Life so sucks nowadays. real sucks >.<' Got my result today. Yeah, my final sem final papers result. It turn out to be more better than i predict. Although, i don get As, but i think it's kinda good result for me. But the point is, i won't be joining others in the coming January Graduation Ceremony. I need to stay for another Sem.
Because i need to repeat 3 more papers. And i talk to the lecturer today, and they gave me some 'special case' remarks where i'll be just 1 on 1 with my lecturers for the whole sem. Can u imagine the stress that i going to face?! sigh. One subject will only takes 2 hours per week which means if everything can be adjusted to one day class then i'll be fucking free for the rest of the weekdays.
I'm happy with that, but it seems that i'm wasting half year for this. Why don't i study better and i will be on my way to other country now. Sigh again.. I'm kinda depressed nowadays. Too many things that i need to make decision with. So many things that eventually my hair is almost 100% white.
Life seems so tense nowadays. I need to finish my R&D fast. I need to decide on where to study next. I need to decide on what to continue next. I need to decide whether to continue Comp Science or Major in Data Comm & Networking or I'll go for Computer Security. What Uni i should go. Which country that i can afford with. sucks. so sucks. That's only about studies. There are even more personal things that i need to sort out.

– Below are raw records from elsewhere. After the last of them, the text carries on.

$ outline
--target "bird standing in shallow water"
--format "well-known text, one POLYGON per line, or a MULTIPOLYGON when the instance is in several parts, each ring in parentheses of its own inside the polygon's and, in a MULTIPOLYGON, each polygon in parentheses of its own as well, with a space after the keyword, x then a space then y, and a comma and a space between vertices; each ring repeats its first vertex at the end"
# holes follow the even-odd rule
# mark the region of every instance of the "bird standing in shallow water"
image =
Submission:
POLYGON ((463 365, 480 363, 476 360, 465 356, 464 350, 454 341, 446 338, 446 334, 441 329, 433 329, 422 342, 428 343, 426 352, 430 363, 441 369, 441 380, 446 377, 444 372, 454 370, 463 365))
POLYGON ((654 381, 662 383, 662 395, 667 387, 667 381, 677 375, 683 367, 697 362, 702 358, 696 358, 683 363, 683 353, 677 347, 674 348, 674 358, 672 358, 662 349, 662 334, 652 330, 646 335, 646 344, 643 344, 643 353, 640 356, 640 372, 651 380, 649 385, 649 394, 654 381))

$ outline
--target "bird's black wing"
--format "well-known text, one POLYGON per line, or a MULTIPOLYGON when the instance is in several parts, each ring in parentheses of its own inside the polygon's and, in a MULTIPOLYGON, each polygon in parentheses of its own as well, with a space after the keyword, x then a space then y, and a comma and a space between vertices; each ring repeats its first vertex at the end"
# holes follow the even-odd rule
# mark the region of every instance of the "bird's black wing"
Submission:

It's so hard to predict something. For example, it's very hard to predict some people thinking, it so damn hard to really understand something, it's so freaking hard to do something which u always dream of. It's also so fucking hard to know's what that some people thinks of. I one times, they become close to you, but in the mean time, they tends to ignore you. What the hell?! sigh. If this all continue on, i guess my hair will turn white, I'll be a real Santa on this coming Christmas. After turning white 100% then it'll drop of one by one and by that time, I shall see thee, oh god. sigh sigh sigh. I hate myself, i fucking hate myself. why do i need to suffer like this where other people tends to be happy with their life.
You know?! I'm kinda depressed. why on earth i can't find someone that i truly love?! i'm not a playboy nor a person who take other people daugthers for bedtime story. but y i need to suffer all the loneliness by myself. sigh .
I don't want to type anymore. It's just so sucks. I need time to really sit down and sort of all my things. I really don't know.. what to do...
Christmas plans changes again. I'll be hanging at tong's place this coming Christmas eve. My 21st of December plan canceled due to some reason.